Маша подписала счет, причем цифру долга Адель прикрыла рукою.
– Не покажу. Вы еще в обморок упадете.
– Ну что вы, право… Покажите, Адель… Сколько? Адель с обычным своим хохотом воскликнула:
– Тридцать два рубля!
– Ах, Адель, какая вы шалунья!
– А вы, милочка, красавица! Для вас – все на свете.
Подарки – вообще сила развращающая, но подарки кредитом опаснее других, потому что при них не так осязательно чувствуется благодарность к дарителю, менее смущается совесть даропринимателя. Что же, мол? Ведь не свое дает, ручается за меня только; я не подведу, ручательство оправдаю, расплачусь… Мало-помалу, день за днем, Маша Лусьева получила кредит в нескольких магазинах Гостиного двора, у парфюмера на Морской, у фруктовщика в Милютиных рядах, у очень солидного, хотя и русского, ювелира на Невском.
– Ах, – сама на себя ужасалась она, – какая я негодница!.. Должаю, должаю и удержаться не могу… Вот – как Жозя влюбляется, так я должаю… Словно демон меня обуял!.. Как буду отдавать?
– Отдадите, милая, – утешала Адель. – Вот, даст Бог, выйдете замуж за богача, – тогда мы с вас все и потребуем.
– Так и возьмет меня богатый.
– Такую-то красотку? Да вас у нас с руками оторвут. За миллионера отдам. Меньше – не согласна.
– Скромничает невинность! – трунила и Жозя. – А на кого Ремешко смотрит каждый вечер, как кот на сало?
Ремешко – молодой и довольно представительный, всегда безукоризненно одетый господин, с драгоценнейшим солитером в булавке галстука – бывал у Полины Кондратьевны довольно часто. Как-то раз Маша упомянула его фамилию у себя дома. Отец ее оживился:
– Ремешко? Из каких Ремешков?
– Не знаю. Адель говорит, что с юга откуда-то, овцеводство там у него какое-то особенное… Очень богатый человек.

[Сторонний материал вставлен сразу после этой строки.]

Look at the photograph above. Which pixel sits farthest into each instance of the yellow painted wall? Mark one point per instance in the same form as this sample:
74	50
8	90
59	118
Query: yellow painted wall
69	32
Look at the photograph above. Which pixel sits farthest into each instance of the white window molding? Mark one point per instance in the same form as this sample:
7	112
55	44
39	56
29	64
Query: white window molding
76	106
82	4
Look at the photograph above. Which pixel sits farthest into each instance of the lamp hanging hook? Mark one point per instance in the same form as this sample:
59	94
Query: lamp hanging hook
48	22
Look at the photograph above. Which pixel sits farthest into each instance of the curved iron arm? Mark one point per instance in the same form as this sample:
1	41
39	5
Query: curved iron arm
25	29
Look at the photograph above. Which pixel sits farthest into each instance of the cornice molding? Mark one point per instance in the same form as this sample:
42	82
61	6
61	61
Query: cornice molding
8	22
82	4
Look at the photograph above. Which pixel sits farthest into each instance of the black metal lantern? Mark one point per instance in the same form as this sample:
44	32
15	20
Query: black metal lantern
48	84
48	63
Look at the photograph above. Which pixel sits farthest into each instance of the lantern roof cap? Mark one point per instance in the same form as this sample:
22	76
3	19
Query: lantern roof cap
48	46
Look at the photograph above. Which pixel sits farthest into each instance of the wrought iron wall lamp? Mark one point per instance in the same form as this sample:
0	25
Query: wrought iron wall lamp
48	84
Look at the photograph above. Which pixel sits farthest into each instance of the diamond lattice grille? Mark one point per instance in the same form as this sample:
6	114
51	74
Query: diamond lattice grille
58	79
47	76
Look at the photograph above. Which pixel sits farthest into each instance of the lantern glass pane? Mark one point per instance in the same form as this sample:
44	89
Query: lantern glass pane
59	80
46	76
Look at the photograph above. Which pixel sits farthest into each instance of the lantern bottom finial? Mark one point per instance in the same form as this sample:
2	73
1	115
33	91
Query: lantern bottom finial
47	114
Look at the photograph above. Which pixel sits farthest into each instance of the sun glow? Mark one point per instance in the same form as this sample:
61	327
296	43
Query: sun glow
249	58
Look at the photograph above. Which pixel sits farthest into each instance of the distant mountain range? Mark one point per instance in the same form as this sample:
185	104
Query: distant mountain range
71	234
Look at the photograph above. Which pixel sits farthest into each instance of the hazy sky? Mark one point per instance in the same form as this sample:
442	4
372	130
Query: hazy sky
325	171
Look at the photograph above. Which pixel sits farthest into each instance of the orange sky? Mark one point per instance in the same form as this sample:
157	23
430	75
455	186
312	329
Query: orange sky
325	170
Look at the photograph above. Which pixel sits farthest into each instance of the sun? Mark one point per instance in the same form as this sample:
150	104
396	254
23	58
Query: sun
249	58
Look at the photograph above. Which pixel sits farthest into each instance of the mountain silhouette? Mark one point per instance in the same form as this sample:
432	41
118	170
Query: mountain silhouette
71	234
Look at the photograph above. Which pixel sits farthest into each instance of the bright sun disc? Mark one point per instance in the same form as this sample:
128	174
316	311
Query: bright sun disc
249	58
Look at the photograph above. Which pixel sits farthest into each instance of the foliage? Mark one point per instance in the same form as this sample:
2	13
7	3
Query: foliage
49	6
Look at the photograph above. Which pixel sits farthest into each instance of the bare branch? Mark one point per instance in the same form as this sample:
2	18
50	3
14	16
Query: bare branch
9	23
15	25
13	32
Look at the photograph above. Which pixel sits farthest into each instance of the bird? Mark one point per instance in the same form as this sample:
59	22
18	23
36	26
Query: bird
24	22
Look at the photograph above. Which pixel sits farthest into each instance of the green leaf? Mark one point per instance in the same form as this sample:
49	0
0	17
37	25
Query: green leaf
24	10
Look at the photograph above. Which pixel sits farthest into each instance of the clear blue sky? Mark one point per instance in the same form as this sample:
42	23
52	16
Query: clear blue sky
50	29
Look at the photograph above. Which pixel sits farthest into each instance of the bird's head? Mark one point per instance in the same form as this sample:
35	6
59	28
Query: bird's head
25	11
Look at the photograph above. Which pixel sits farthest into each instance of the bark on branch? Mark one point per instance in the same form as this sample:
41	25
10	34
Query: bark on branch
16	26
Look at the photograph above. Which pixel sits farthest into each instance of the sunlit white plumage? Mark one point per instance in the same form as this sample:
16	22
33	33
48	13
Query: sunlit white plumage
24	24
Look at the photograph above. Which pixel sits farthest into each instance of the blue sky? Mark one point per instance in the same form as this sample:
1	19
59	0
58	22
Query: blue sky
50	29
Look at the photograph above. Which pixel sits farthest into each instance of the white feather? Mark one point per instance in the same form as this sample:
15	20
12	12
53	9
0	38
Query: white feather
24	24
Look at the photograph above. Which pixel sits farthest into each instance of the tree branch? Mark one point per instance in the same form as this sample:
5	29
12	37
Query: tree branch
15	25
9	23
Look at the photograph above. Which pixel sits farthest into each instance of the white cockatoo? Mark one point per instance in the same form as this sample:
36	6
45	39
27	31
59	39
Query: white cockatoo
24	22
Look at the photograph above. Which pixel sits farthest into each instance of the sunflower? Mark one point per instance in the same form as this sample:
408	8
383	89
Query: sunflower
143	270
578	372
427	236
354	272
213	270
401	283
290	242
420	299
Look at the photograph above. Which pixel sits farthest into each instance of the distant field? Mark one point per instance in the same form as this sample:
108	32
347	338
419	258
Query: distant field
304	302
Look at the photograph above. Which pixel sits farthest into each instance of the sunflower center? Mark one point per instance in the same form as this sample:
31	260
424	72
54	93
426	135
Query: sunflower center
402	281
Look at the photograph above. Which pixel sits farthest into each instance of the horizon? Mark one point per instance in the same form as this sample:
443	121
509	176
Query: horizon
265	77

Старик так весь и встрепенулся.
– Какое-то? О-го-го! Дурочка! Если этот Ремешко тот самый, то – перед ним все шапки долой: архимиллионер. Понимаешь? О нем вот что рассказывают. Встречает он где-то, в клубе, что ли, тоже овцевода одного, хвастуна великого. А в лицо его, Ремешко, хвастун не знает, да и фамилию не расслышал, мимо ушей пустил. «Вы, – спрашивает, – чем занимаетесь?» – «Я, – скромно отвечает Ремешко, – имею свое хозяйство, овцою пробавляюсь…» Хвастун давай ему вперебой расписывать про свое хозяйство, какое оно превосходное… Надоел. Ремешко спрашивает: «И много у вас овец?..» Хвастун говорит: «Двадцать тысяч. А у вас?..» Ремешко отвечает: «Овец не считал, но собак при овцах у меня вдвое больше…» Вот он каков, этот господин Ремешко!
Тот ли, не тот ли, но Ремешко действительно ухаживал за Машею очень скромно, почтительно, как человек хорошего воспитания и честных правил. Хотя он Маше не нравился, однако после родительского анекдота об овцах и собаках Лусьева стала поглядывать на архимиллионера с большим, чем прежде, интересом. Тем более, что архимиллионер не раз проговаривался многозначительными фразами, что жениться богатому на богатой без любви – преступление. «Я женюсь только по сильной страсти; мой идеал-девушка, выросшая в небогатой, честной семье, неизбалованная, со скромными весами и привычками…» Адель при подобных заявлениях толкала Машу под столом ногою, и Маша мало-помалу выучилась в ответ на них краснеть, словно бы они именно к ней относились…
– Вот будет у тебя сорок тысяч собак, – ты нам все собаками заплатишь, – острила Адель.
Острила Адель, острила Жозя, острила Полина Кондратьевна, острила сама Маша, – все острили и смеялись. Ужасно много было в этом доме острот и смеха, а под смех и остроты Маша все забиралась да забиралась в кредит[14].
Ольга Брусакова вмешалась было:
– Не зарывайся, Марья! Серьезно тебе говорю: это скверно кончится. Ты Полины Кондратьевны не знаешь… Она с большими капризами…
– Да ведь не у тебя беру, – выучилась уже огрызаться Маша. – Жаль тебе чужого? Что взяла, то и отдам…
– Когда? Чем?
– Ждут, не требуют, – чего же мне заботиться? Я все помню: сколько, куда, кому, на что… Отдам.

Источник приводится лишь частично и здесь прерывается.